Kültürden “anladığımız nedir” ve “anlaşılması gereken nedir” arasında değerlendirilmek üzere, yukarıda İbda Mimarı’nın altını çizdiği “aydın tabaka”nın tezahürünün zorunluluğu sanırım anlaşılmıştır. Mehter, konser ve halk oyunları organizasyonları ile kültür alışverişinin gerçekleşmeyeceği ortada.

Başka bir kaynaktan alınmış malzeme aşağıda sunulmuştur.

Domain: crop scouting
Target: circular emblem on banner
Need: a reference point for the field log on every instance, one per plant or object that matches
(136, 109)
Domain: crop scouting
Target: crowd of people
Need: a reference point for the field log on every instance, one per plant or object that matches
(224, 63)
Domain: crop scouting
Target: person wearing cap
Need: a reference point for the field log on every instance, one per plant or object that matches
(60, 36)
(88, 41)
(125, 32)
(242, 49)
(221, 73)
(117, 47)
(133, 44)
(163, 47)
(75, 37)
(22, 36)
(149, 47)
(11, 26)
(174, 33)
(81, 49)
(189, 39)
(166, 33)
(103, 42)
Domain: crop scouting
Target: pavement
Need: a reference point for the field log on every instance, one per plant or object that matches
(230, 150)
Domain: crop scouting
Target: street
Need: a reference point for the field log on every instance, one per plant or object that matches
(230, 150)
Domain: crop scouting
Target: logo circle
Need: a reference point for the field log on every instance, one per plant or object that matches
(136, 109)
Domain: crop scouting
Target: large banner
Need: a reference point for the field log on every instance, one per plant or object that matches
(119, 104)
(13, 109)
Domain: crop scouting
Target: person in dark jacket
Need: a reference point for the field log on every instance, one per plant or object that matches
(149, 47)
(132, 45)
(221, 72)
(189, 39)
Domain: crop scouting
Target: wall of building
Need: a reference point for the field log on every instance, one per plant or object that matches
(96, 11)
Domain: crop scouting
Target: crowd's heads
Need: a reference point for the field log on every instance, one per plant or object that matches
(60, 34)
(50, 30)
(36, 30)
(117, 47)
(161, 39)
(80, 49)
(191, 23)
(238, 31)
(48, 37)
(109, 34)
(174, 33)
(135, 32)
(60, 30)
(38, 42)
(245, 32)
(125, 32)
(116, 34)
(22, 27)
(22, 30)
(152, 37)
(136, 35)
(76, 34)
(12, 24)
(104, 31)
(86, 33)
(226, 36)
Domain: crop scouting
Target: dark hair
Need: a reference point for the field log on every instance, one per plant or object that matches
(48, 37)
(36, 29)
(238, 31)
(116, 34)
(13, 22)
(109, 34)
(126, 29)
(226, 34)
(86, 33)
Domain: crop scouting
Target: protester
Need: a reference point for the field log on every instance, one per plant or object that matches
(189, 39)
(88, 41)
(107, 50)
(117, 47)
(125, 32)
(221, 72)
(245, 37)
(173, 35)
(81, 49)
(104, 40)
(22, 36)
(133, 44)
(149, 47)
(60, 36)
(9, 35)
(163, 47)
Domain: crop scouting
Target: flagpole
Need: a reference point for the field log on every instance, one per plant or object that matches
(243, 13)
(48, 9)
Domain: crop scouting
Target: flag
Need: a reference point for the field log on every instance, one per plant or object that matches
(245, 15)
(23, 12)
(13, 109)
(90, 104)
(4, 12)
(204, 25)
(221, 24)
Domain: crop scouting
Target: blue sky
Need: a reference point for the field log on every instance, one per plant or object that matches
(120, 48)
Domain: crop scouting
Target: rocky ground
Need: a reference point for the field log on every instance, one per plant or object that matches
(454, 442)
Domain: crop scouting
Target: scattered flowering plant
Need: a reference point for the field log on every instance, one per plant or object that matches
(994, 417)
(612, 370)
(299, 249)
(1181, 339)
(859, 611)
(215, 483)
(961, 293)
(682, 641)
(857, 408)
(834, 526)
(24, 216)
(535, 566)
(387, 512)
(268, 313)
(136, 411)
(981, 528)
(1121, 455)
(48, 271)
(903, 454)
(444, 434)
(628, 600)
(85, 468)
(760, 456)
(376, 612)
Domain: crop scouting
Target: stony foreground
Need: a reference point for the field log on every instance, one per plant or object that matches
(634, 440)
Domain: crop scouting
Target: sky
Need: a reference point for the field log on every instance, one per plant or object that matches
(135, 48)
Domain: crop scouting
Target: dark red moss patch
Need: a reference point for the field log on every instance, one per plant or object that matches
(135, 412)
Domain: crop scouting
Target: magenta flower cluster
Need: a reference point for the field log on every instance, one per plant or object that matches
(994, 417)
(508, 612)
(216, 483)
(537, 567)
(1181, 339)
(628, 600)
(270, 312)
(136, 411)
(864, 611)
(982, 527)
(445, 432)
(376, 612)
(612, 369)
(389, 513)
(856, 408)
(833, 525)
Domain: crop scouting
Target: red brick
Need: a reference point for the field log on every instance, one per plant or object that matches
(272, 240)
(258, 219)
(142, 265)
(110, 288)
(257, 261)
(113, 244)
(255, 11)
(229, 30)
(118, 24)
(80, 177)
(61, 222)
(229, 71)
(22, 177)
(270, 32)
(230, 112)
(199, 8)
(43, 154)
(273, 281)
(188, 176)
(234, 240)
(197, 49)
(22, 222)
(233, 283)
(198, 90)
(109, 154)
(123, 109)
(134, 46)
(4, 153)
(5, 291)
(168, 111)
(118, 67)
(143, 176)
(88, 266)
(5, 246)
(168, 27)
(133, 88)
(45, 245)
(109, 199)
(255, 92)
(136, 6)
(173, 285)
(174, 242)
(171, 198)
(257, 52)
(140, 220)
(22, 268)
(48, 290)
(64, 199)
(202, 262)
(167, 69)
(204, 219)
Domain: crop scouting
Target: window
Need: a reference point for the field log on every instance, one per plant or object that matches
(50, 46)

Diğer yandan Kültür-sanat organizasyonlarında, bizim daha önce dile getirdiğimiz kültür ve sanattaki “tröstleşme” bir şekilde kırılmalıdır. Organizasyon “biçimleri” üzerinde “yeni” öneriler ve teklifler değerlendirilmeli, sanatçılardan kendi köşelerinde, bir yandan yan işler yapmak zorunda kalıp (geçinmek için) bir yandan da sanat eseri vermeleri beklenmemeli, desteklenmelidir. Sinemada son yıllarda verilen desteklerin ne kadar güzel işlerin ortaya çıkmasına vesile olduğu Semih Kaplanoğlu örneği üzerinden görülüyor. Bu desteğin resim, tiyatro, İslâm sanatları alanlarına da yaymanın elzem olduğu ortada.

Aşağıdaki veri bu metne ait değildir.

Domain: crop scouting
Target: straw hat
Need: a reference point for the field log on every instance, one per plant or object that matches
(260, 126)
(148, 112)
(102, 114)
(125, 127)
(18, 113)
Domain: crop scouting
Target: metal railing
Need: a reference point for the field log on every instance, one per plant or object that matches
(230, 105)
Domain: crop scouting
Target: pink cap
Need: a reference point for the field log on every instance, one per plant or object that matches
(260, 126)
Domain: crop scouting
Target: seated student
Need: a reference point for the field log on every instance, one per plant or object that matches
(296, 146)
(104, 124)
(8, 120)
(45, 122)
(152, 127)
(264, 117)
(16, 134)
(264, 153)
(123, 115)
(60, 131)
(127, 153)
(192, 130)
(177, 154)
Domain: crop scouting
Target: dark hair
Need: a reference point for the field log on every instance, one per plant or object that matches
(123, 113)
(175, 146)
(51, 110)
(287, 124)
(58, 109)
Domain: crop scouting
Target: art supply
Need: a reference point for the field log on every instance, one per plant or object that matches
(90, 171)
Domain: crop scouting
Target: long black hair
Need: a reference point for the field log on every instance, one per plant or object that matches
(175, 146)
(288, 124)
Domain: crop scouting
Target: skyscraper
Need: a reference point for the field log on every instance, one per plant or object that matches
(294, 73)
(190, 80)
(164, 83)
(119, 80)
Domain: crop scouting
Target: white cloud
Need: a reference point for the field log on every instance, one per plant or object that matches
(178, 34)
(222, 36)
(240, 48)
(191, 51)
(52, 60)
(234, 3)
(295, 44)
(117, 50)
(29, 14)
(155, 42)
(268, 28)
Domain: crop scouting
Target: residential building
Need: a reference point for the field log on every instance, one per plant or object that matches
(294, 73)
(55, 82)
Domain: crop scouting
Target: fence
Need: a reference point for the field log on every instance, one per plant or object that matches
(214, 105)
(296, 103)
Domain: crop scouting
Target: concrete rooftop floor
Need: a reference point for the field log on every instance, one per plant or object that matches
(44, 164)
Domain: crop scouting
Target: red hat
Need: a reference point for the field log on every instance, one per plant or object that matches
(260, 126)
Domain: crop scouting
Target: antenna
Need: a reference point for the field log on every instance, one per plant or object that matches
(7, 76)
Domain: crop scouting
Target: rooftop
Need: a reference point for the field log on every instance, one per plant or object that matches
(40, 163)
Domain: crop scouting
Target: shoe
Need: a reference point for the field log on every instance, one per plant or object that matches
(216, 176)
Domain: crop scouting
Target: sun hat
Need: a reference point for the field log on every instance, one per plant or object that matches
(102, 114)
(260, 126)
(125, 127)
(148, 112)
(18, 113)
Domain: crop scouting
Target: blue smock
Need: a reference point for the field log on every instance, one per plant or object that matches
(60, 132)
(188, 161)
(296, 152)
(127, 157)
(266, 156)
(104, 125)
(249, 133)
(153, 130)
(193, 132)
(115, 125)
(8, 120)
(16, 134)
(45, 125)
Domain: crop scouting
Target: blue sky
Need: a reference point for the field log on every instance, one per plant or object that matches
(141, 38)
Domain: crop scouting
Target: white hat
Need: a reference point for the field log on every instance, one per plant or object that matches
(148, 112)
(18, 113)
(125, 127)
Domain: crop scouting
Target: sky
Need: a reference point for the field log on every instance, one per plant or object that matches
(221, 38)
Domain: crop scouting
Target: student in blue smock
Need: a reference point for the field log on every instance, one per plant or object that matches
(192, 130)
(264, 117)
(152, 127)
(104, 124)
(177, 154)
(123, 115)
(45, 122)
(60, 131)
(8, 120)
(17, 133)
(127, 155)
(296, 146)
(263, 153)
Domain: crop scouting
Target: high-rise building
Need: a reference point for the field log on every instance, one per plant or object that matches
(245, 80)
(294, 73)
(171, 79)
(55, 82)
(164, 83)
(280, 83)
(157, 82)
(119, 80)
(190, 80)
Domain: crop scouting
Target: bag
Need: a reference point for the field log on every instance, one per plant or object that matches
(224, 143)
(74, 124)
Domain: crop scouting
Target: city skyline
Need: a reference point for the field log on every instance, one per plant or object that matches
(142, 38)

Umarız bu toplantı hem Hayreddin Soykan gibi 28 Şubat gazilerinin kurtuluşuna, hem de kültür politikaları anlamında “yeni” adımların atılmasına vesile olur…

AKADEMYA’NIN YENİ SAYISI
Akademya dergisinin Kış dönemi yeni sayısı geçtiğimiz Cuma günü çıktı. Biraz muhtevasından bahsetmek istiyorum. Bu sayı Dostoyevski özel sayısı gibi oldu. Çünkü iki önemli yazarımız birbirlerinden habersiz olarak Dostoyevski üzerine makaleler gönderdiler. Kadim Akademya yazarı Kenan Durdu, “Anna G. Dostoyevski’nin Hatıratı” başlıklı, daha önce Rusça’dan tercüme ettiği eser hakkında bir makalesi ile Yılmaz Aksu “Dostoyevski’nin Piyano Cıvatası” başlıklı makalesi ile bu sayıda yer aldı.

Yine genç yazarlarımızın çoğunlukta olduğu bu sayıda, ilk makalelerini yazan yazarlarımız da katıldı aramıza. Ekrem Kubilay Karadeniz, “Abdülhamid’in Kurtlarla Dansı” isimli kitabı tanıttı. Edebiyat öğrencisi Büşranur Yılmaz da “Andre Maurois’in İklimler’i” isimli yazısı ile aramıza katıldı.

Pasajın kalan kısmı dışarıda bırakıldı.